De nombreux communistes et syndicalistes allemands se sont laissés prendre à cette dialectique qui prétend protèger les emplois "nationaux" en période de crise. De celle de 1929 à celle d'aujord'hui, il n'y a pas de grandes différences. En France les premiers cas, retentissants, de passage de l'extrême gauche ou du syndicalisme au militantisme FN commencent à être médiatisés. On parle de cas isolés, mais combien sont ignorés?
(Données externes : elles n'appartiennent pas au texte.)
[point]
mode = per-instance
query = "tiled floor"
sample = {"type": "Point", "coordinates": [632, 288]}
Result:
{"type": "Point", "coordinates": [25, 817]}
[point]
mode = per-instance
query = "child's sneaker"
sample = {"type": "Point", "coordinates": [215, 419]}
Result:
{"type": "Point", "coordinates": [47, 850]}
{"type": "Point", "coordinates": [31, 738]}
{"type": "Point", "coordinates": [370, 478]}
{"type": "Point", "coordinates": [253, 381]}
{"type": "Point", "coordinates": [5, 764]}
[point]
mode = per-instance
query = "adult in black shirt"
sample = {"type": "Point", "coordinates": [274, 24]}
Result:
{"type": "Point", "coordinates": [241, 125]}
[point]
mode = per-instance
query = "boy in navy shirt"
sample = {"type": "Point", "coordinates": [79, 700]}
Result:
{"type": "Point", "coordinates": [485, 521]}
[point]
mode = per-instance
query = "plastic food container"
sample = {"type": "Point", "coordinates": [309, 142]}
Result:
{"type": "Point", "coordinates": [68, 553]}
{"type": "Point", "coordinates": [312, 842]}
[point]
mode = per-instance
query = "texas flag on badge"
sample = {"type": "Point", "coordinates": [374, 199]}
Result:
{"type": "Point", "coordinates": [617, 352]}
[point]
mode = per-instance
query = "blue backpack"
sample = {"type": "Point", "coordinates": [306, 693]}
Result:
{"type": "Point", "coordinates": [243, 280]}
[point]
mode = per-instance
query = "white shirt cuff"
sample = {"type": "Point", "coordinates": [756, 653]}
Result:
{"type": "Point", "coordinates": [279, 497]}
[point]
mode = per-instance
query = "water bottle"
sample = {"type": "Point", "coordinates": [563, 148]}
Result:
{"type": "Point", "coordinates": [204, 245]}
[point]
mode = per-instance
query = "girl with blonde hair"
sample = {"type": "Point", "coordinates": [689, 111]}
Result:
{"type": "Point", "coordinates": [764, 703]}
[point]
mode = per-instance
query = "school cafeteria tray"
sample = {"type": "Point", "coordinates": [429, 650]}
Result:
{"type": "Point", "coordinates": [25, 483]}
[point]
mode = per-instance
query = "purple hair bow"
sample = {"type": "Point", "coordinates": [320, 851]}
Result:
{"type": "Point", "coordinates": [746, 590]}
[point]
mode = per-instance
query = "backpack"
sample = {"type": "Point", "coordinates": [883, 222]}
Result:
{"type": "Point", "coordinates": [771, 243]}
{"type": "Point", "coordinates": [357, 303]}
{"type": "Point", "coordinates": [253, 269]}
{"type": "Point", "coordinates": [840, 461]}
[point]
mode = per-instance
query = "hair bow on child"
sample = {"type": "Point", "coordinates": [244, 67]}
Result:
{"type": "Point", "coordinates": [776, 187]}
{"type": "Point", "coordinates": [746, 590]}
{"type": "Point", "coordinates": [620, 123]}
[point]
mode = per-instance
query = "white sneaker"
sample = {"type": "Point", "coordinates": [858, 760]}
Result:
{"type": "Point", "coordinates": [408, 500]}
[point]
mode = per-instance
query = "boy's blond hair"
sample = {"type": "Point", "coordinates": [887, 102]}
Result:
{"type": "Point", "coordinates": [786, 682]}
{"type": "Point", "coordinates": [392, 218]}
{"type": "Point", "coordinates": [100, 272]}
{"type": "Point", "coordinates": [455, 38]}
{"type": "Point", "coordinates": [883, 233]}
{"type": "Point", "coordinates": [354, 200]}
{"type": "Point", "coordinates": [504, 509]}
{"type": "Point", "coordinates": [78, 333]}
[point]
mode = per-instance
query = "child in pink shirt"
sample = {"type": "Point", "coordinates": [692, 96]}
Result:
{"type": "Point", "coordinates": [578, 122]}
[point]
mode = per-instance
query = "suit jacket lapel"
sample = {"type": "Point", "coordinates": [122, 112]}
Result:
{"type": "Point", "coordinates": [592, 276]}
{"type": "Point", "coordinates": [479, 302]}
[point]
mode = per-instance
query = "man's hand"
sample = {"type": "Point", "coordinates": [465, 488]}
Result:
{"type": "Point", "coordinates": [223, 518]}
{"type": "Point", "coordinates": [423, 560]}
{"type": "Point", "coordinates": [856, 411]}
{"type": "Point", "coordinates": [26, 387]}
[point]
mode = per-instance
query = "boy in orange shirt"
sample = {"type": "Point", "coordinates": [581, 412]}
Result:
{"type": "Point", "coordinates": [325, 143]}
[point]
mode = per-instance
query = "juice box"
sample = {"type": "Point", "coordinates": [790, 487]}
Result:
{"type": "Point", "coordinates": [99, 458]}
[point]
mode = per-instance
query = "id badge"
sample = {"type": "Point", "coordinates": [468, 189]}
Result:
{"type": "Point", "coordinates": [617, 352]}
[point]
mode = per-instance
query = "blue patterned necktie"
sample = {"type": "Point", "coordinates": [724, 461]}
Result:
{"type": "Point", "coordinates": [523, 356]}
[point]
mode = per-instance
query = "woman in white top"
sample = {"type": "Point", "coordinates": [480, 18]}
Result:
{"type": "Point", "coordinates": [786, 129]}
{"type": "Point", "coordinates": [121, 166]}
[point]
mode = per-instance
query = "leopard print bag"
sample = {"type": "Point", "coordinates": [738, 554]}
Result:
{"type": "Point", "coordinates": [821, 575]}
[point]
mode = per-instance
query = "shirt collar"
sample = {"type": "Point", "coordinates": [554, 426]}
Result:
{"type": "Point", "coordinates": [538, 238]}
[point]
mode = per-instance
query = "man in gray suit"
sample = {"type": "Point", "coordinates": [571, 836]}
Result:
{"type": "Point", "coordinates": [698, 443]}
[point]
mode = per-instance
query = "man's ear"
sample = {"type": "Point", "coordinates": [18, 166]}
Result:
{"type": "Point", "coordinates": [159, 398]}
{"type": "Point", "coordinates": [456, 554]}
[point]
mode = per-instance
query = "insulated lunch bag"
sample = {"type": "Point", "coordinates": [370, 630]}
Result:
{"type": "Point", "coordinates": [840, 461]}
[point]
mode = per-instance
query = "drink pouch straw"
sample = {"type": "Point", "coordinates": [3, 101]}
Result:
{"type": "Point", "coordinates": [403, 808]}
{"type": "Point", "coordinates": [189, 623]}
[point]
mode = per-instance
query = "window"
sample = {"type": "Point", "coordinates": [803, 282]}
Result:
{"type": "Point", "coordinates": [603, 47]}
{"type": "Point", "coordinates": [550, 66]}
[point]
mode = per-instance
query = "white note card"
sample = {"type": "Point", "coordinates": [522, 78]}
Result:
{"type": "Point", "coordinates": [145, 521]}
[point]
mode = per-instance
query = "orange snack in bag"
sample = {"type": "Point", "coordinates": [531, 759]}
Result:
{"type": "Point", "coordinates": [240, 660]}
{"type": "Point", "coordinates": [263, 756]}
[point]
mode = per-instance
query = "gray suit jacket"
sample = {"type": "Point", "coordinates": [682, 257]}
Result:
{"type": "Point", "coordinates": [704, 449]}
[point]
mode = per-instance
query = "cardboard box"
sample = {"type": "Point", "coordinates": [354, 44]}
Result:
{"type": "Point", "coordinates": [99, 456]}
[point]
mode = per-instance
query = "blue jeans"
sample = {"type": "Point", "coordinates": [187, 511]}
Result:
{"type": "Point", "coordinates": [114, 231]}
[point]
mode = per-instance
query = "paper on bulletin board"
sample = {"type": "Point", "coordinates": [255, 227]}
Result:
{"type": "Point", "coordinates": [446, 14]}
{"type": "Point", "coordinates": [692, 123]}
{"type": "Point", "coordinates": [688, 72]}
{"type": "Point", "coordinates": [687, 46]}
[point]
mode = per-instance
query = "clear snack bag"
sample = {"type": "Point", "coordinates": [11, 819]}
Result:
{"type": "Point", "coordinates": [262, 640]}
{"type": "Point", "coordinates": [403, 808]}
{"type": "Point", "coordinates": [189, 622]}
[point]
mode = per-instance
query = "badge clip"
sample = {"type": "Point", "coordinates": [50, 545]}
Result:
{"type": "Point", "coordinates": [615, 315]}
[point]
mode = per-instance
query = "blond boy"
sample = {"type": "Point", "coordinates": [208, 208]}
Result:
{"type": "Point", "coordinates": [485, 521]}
Alors même que les valeurs internationalistes et humanistes sont toujours reliées aux turpides de la finance et à l'impuissance de la politique idéologique, on peut admettre que certains optent pour les valeurs inverses : le nationalisme et l'égoïsme.
En 1932 et 1933, le NSDAP de Hitler ne gagne pas les élections sur son projet antisémite et guerrier, mais bien sur la promesse de donner du travail aux Allemands touchés de plein fouet par la crise économique. La fibre sociale de Marine Le Pen correpond à une démarche électoraliste qui utilise les difficultés économiques et les souffrances pour appuyer sur l'idée de "préférence nationale". L'alternance gauche-droite est rendue responsable de tous les échecs économiques et socaiux de la société française. Face à la langue de bois, la recette populiste de la "franchise" est sans cesse reprise, vieille antienne, pour condamner d'avance toutes les solutions et stratégies économiques proposées par les partis politiques traditionnels. En cela l'argumentaire FN rejoint celui de l'extrême-gauche. Si le Front n'est pas encore anti-capitaliste, il est déjà révolutionnaire, au sens national du terme.
De la même manière, les humiliations à répétition des Allemands après leur défaite en 1918 ont créé un besoin inversement proportionnel de reconnaissance porté par le projet raciste des nazis. En 2011, les Français, auxquels on explique que des politiques indigentes sont liées à l'impuissance française, que c'est leur faute s'ils ne sont pas compétitifs et travailleurs, ont besoin d'entendre qu'ils sont capables de se débrouiller seuls. Le report sur l'Europe, l'Euro et les "technocrates de Bruxelles" de nombre de difficultés, appuie la thèse frontiste de sortie de l'UE (alors que la marché commun, c'est 60% des débouchés économiques de la France!). L'accumulation des clichés sur la "délinquance d'origine étrangère", les faux débats sur l'identité nationale, la chasse aux Roms créent de nouveaux bouc-émissaires : les musulmans. Le jeu dangereux du sarkozisme du discours fumeux de Grenoble légitime, par la voix présidentielle, le droit à la haine, l'islamophobie.
Les discours complexes laissent alors la place à des raccourcis sans fondements. Il est bien plus facile de conforter les préjugés que de les combattre. Si Marine Le Pen fait dans le social, qu'elle lisse l'image du FN "qui fait peur", elle reste nationaliste et l'assume. On peut donc dire qu'elle incarne le National-socialisme à la Française.